Yuanqiu Jiang majored in Astronomy during his first two years at Nanjing University, China, after which he changed his major to Physical Geography & Resource-Environment, while simultaneously training in Chinese Language & Literature as his minor. Although he majored in astronomy and geography, he would not claim to be an expert on either of these two disciplines, but he does remain superficially interested in the natural sciences, and by superficially he means textually and rhetorically.
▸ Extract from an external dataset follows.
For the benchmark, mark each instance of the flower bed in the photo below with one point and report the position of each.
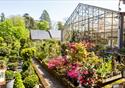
(81, 67)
In 2015 he was admitted as an “undergraduate-in-residence” at the Institute for Advanced Studies in Humanities & Social Sciences,  at Nanjing University, where he was mentored by French writer J.M.G. Le Clézio. During the same program he attended a short course held by French philosopher Bernard Stiegler. These two programs contributed largely to his interest in post-war French theories and in looking at Chinese literature outside of the Chinese tradition(s).

Yuanqiu’s native language is Wu Chinese, a dialect used in Shanghai, Jiangsu and Zhejiang (he comes from Jiangsu). His “bilingual” (Wu Chinese and Mandarin) experience makes him pay close attention to the phonetics found in Chinese. At an early age, he was trained by his grandfather to practice calligraphy, which initiated his interest in Classical Chinese writing. At Rutgers, Yuanqiu intends to develop his research on all the fields mentioned above, as well as discover new dimensions for doing literary research.